Version-Release number of selected component (if applicable):
qpid-qmf-0.10-10.el5
qpid-cpp-server-0.10-8.el5
wallaby-utils-0.10.5-6.el5
wallaby-0.10.5-6.el5
python-condorutils-1.5-4.el5
condor-wallaby-client-4.1-4.el5
qpid-cpp-client-0.10-8.el5
ruby-qpid-qmf-0.10-10.el5
python-qpid-qmf-0.10-10.el5
condor-7.6.3-0.2.el5
condor-wallaby-tools-4.1-4.el5
ruby-wallaby-0.10.5-6.el5
condor-classads-7.6.3-0.2.el5
condor-wallaby-base-db-1.14-1.el5
python-qpid-0.10-1.el5
python-wallabyclient-4.1-4.el5

How reproducible:
100%

Steps to Reproduce:
1. Setup condor via wallaby with these features:  0: Master, 1: NodeAccess, 2: ExecuteNode, 3: CentralManager, 4: Scheduler
2. run simple job "sleep 1"
3. watch logs
  
Actual results:
Run of simple jobs takes too long(~10 mins) because of wallaby configuration.

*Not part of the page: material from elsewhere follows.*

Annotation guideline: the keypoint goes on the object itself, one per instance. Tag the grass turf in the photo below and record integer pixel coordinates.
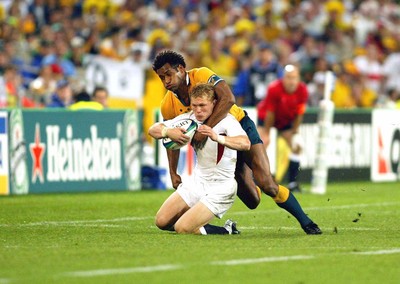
(111, 238)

Normaly it takes ~1 min to complete job.

Expected results:
Condor configured by wallaby will complete jobs in same time as condor not configured by wallaby.

Comment 1 Martin Kudlej 2011-07-27 13:02:28 UTC

I think this is connected to https://bugzilla.redhat.com/show_bug.cgi?id=652772

Comment 2 Martin Kudlej 2011-07-27 13:23:20 UTC

Created attachment 515526 [details]
wallaby configuration

Comment 3 Robert Rati 2011-07-27 18:01:40 UTC

After setting CONDOR_HOST = dhcp-37-168.lab.eng.brq.redhat.com:

time su condor -s /bin/bash -c "condor_run /bin/sleep 1"

real	0m25.333s
user	0m0.026s
sys	0m0.033s

Issue is that condor's selection of the network interface on a multi-homed system.  On the node being tested, condor is choosing eth0 as the interface whereas the configuration through wallaby was setting CONDOR_HOST=127.0.0.1 (loopback).  The security settings in condor use CONDOR_HOST as an allowed value, thus on the node under test 127.0.0.1 was allowed according to the config.  Since condor was choosing eth0, the identity used by the client was NOT 127.0.0.1 so authentication was denied.

Comment 4 Matthew Farrellee 2011-07-28 12:58:28 UTC

Given the use of CONDOR_HOST = 127.0.0.1, I'll assume you were running everything on a single system. When the Schedd could not get a match via the Negotiator it likely fell back on local claiming, SCHEDD_ASSUME_NEGOTIATOR_GONE. Look for "Negotiator gone, trying to use our local startd" and "Haven't heard from negotiator, trying to claim local startd @".